Impact of Foliar Application of Amino Acids on Essential Oil Content, Odor Profile, and Flavonoid Content of Different Mint Varieties in Field Conditions

Mint is an industrial plant that is a good source of essential oil and many phenolic compounds that have several positive benefits to human health and can be used to prevent the development of many diseases. The aim of this research was to investigate the possibility of increasing essential oil and flavonoid content, changing the chemical composition of these compounds in different mint cultivars under foliar application with precursors (phenylalanine, tryptophan, and tyrosine) at two concentrations, 100 and 200 mg L^-1, to enable the possibilities for wider use of these plants when they are grown in field conditions. Spraying with phenylalanine at 100 mg L^-1 concentration increased essential oil content in Mentha piperita 'Granada' plants by 0.53 percentage units. Foliar application with tyrosine solutions at 100 mg L^-1 concentration most effectively influenced the essential oil odor profile Mentha spicata 'Crispa'. The highest number of total flavonoids was in Mentha piperita 'Swiss' sprayed with tyrosine at 100 mg L^-1 concentration. The flavonoid content depended on the mint cultivar, amino acids, and their concentration. The results showed that the effect of amino acid solutions on different secondary metabolites' quantitative and qualitative composition differed depending on the mint cultivar; therefore, amino acids and their concentrations must be selected based on the cultivar they are targeting.

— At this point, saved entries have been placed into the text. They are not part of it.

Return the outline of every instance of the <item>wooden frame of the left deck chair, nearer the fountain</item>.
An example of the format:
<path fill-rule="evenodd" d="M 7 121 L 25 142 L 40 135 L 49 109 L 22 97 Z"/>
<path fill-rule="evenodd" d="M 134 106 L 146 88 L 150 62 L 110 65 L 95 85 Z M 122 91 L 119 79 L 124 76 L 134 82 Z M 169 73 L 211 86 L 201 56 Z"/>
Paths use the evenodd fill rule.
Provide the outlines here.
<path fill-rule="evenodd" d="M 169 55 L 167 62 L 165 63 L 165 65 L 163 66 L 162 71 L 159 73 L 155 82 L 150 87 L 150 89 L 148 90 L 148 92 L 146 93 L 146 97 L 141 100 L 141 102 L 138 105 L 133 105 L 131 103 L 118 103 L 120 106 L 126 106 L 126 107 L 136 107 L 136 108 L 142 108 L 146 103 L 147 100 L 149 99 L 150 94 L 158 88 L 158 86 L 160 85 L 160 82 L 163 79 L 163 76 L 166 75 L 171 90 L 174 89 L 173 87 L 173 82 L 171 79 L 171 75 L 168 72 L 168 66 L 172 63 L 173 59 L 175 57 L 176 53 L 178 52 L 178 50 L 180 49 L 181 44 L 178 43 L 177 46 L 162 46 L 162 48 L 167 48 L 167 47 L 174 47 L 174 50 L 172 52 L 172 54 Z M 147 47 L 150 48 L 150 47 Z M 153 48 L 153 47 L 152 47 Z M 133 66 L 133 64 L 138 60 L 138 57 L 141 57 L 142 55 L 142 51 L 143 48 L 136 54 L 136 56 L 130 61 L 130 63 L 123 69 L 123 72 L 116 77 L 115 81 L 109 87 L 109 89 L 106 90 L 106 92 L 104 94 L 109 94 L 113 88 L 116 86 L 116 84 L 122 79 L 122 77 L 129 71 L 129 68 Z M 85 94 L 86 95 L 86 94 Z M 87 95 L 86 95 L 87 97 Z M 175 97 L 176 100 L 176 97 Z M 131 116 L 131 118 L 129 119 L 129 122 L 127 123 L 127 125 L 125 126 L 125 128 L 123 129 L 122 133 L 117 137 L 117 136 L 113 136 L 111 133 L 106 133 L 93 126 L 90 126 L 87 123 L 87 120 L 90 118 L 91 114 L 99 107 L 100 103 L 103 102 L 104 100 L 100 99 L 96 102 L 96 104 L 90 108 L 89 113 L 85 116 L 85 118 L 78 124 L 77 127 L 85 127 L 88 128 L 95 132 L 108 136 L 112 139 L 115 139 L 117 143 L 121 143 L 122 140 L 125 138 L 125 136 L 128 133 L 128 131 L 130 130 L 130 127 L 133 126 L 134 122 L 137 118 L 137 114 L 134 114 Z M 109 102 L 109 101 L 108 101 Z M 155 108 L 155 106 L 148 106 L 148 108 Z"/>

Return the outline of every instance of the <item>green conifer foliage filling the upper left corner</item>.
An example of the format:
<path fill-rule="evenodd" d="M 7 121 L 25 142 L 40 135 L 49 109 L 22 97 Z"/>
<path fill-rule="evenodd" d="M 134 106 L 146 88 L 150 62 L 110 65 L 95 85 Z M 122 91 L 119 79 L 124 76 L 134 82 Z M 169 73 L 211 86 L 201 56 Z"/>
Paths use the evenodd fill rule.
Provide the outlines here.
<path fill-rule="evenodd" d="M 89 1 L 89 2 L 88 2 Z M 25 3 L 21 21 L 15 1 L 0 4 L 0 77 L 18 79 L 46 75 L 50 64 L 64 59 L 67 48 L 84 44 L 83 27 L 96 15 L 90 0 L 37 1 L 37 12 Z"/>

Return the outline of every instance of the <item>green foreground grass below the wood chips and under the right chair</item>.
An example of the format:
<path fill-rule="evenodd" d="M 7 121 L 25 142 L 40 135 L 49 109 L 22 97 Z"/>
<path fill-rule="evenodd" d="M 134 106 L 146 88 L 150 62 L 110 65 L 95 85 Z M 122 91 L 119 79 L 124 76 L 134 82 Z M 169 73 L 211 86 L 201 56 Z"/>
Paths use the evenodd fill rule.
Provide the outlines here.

Antioxidant Potential and Enhancement of Bioactive Metabolite Production in In Vitro Cultures of Scutellaria lateriflora L. by Biotechnological Methods

Studies carried out using three different in vitro assays and a biological setting (Escherichia coil) demonstrated the antioxidant activity of Scutellaria lateriflora microshoot extract. Moreover, the extract exhibited no toxicity in a brine shrimp lethality bioassay. These results indicated that microshoots are a rich, safe source of antioxidants, which encouraged us to enhance their production in vitro. In agar and agitated cultures, two biotechnological strategies were applied: feeding the cultures with the biogenetic precursors of the phenolics-phenylalanine and tyrosine, and eliciting them with methyl jasmonate. Specific Scutellaria flavonoids and verbascoside were analysed by HPLC. Feeding with precursors (1 g/L) in agar cultures decreased the production of the metabolites. In agitated cultures, different concentrations of precursors (1.0-2.5 g/L) and the elicitor (10; 50; 100 µM) were tested. Additionally, parallel feeding with the precursor and elicitor in a concentration of 50 µM were applied. The best strategy for total flavonoid and verbascoside production was phenylalanine feeding (1.5 g/L), max. 3765 and 475 mg/100 g DW, respectively, after 7 days. This is the first report documenting the high antioxidant production in S. lateriflora microshoots after feeding with phenylalanine. Moreover, for the first time, bioreactor cultures were successfully maintained, obtaining attractive results (max. total flavonoid content 2348 and verbascoside 485 mg/100 g DW).